The grounds for dispute says the report is the "lack of agreement" over the exact scope of the supervisory panel's power. The panel wanted virtually unlimited access to Olaf investigations.

But according to Rita Schembri - who has in the meantime resigned from the committee - Olaf "abruptly limited" access to its files in March 2012.

The head of the panel, Johan Denolf, indicated it was the supervisor rather than Olaf itself that was being supervised, while panel member and MEP Herbert Bosch said that without the panel's supervision "Olaf is an unguided missile."

Olaf chief Giovianni Kessler, who also testified at the hearing of the Lord's EU committee, argued the panel wanted access to "everything" and was turning itself into a court.

The report comes at a difficult time for Kessler, who is already in the spotlight over his office's handling of an investigation into John Dalli, an EU commissioner forced to resign late last year amid allegations he had accepted bribes.

But the exact nature of the scandal and Dalli's subsequent resignation remains murky.

A report by the supervisory committee on how Olaf handled the Dalli investigation is accessible only to a handful of MEPs, who must first sign a non-disclosure agreement.

Meanwhile, after Dalli resigned, allegations surfaced that Olaf was aware that one of the key events in the Dalli affair - a meeting between the disgraced commissioner and tobacco lobbyists - never took place.

The parliament is keen to shed light on the matter.

On Wednesday, (17 April) it voted in favour of an investigation into the Dalli case and into accusations by the supervisory board that Olaf had breached certain fundamental rights.

Misused EU funds - 'tip of the iceberg'

Meanwhile, the same Lords' report also looked at the broader issue of corruption in EU budget spending - around 80 percent of which is managed by member states.

It suggested that Olaf has too little funds to do its anti-graft job properly and that its corruption findings are prone to being ignored.

The commission said that in 2011 fraudulent activities swallowed around €404 million in EU monies.
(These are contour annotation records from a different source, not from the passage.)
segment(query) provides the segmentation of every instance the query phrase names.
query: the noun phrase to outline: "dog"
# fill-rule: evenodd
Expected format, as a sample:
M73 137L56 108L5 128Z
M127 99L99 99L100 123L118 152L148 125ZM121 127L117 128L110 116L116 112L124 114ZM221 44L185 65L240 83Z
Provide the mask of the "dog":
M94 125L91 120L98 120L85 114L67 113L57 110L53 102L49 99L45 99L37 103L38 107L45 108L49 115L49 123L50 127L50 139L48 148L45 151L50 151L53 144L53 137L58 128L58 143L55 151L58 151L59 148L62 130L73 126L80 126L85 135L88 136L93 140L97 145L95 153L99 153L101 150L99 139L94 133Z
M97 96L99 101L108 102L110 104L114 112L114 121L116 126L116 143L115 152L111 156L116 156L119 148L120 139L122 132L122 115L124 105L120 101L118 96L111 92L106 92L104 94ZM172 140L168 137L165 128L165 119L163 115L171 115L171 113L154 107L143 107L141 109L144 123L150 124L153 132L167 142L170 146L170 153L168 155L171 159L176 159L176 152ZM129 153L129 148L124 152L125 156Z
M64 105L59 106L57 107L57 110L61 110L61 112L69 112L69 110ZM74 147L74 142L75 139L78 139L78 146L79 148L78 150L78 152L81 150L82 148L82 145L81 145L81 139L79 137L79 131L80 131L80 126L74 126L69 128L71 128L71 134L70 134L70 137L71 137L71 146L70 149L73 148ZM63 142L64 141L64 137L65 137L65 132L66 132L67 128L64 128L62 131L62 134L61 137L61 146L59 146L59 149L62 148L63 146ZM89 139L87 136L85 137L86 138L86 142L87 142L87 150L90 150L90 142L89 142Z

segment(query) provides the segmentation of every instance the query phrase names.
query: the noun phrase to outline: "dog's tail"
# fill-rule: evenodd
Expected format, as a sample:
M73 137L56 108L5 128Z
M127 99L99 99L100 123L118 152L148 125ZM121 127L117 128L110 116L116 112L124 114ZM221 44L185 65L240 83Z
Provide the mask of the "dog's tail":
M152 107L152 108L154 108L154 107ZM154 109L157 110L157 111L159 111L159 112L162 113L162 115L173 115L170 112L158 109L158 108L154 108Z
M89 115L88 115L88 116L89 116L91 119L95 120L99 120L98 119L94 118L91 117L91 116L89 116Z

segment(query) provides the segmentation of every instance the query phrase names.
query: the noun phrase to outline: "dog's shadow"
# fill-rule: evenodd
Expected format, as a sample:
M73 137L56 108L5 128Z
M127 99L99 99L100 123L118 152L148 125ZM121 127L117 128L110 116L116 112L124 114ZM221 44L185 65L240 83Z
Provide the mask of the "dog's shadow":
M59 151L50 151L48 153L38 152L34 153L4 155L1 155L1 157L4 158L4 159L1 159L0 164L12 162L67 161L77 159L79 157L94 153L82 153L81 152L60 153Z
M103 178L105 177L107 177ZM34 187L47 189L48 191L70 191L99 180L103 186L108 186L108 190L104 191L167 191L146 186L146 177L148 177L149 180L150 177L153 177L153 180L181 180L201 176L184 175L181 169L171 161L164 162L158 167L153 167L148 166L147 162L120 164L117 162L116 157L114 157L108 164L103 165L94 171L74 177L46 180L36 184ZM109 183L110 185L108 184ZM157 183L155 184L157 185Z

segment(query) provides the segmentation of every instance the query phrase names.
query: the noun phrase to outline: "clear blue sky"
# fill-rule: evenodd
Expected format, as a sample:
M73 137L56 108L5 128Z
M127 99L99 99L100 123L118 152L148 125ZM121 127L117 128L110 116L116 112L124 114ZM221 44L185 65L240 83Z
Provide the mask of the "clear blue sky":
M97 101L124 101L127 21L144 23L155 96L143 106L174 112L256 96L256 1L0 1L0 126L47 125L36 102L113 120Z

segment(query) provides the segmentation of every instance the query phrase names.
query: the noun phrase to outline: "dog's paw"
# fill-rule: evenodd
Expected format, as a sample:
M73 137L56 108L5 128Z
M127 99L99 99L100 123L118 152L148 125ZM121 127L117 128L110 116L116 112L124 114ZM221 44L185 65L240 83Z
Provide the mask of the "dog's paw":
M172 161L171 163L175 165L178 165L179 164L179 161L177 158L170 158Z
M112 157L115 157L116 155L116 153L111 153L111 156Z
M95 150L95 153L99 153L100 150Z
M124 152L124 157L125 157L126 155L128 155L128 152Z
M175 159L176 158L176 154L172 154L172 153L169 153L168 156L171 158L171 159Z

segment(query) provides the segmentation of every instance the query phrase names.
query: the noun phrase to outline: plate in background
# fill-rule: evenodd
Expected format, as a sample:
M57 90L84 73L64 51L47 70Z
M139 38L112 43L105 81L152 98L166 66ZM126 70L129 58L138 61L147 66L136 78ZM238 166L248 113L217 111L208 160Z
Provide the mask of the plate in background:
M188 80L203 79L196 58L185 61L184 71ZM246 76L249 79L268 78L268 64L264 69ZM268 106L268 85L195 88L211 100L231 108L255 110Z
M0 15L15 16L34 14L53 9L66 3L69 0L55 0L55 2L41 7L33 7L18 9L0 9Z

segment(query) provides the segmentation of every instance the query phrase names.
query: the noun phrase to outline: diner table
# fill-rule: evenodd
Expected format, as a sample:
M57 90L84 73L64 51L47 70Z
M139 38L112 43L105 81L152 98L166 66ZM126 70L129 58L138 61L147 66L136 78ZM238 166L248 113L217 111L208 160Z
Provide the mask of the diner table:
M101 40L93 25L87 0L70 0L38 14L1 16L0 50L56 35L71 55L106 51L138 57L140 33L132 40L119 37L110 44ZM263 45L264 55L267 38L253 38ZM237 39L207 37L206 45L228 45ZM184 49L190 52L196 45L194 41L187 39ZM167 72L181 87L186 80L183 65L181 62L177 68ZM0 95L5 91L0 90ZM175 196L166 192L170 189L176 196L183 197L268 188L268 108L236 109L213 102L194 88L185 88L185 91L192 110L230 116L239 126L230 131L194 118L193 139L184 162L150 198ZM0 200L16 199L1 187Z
But this was disputed by experts.

"You can only see the very tip, and we really do not have any idea how much [fraud] there is," Rosalind Wright, a former member of Olaf's supervisory panel, told the Lord's hearing.

Using the UK's own level of corruption as a benchmark, the report concluded that in 2011, the total corruption sum for the EU budget could have been10 times higher, or €4.82 billion.

Looking at the UK specifically, the report noted no government agency took responsibility for how EU money was spent.

"No one was able to tell us with any confidence how much known EU fraud is perpetrated from within these shores," said the report.